Sue Kerr Hicks

Sue Kerr Hicks, (1895-1980)

Sue Kerr Hicks – 1920

Was an American jurist who practiced law and served as a circuit court judge in the state of Tennessee. He is best known for his role as a co-instigator and prosecutor in the 1925 trial of John T. Scopes, a Dayton, Tennessee teacher accused of teaching the Theory of Evolution in violation of Tennessee state law. Hicks may have also been the inspiration for the Shel Silverstein song “A Boy Named Sue,” which was popularized by Johnny Cash in 1969.

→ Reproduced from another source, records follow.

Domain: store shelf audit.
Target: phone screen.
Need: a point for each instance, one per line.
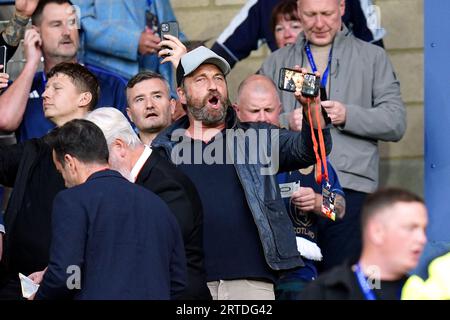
(3, 58)
(290, 80)
(151, 21)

Hicks was brought into the world in Madisonville, Tennessee on December 12, 1895. He was the youngest of Charles Wesley and Susanna Coltharp Hicks. Hicks was named “Sue” after his mom, who passed soon after birth. Charles Wesley Hicks, Sue’s dad, was a noticeable Madisonville legal advisor, and Wesley J. Hicks, Sue’s great-uncle, was the author of a manual on Tennessee Chancery law practice and assumed a vital part in getting claims excused against previous Confederate officials in the Knoxville region after the American Civil War. Hicks prepared at Hiwassee College and the University of Kentucky prior to joining his more seasoned sibling, Herbert, in Dayton, where Herbert had been designated acting Rhea County lawyer. Hicks married Reba Sue Bradley on March 24, 1939, and never had any children.

John Scopes

In Dayton, the Hicks siblings were regulars at the F.E. Robinson Drugstore, where the town’s experts frequently accumulated to mingle and talk about issues of the day. In May 1925, the Hicks siblings and different regulars became engaged with a conversation over an American Civil Liberties Union promotion looking for a test to the Butler Act, a state law recently enacted stopping the teaching of the Theory of Evolution. Understanding the exposure such a case would bring to Rhea County, the gathering — who ultimately would become known as the “drugstore conspirators” — chose to design a case that would test the lawfulness of the Butler Act. The gathering enlisted local physics instructor John T. Scopes — a companion of Sue’s — to confess to teaching the Theory of Evolution. One of the plotters, George Rappleyea, swore out a warrant for Scopes’ capture on May 5th, and charges were documented the next day.

Clarence Darrow speaking at the Scopes Monkey Trial, which had been moved outdoors because of the heat.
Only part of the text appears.